Totals: CITYBLITZ Moove scores 40, RAZOR Power Core E195 scores 13.
Based on the scoring, the CITYBLITZ Moove is our overall winner. Between these two, the CITYBLITZ Moove simply feels more like a real vehicle and less like something that should live next to the football and the garden hose. It's not perfect - you pay a lot for its legality and lightness - but day in, day out it behaves in a way that makes commuting feel easier rather than like another chore.
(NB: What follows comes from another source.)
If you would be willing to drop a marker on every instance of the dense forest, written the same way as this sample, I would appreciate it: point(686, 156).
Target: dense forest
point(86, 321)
The RAZOR Power Core E195 is charming in its own way, and for a teenager's after-school blast it's hard not to like. But if you're choosing one scooter to shape your daily mobility rather than just your weekend fun, the Moove is the one that will quietly earn its keep long after the initial excitement wears off.
That's our verdict when we try to stay objective – but hey, riding is mostly about emotions anyway, so pick the one that will make you look forward to your commute every single day.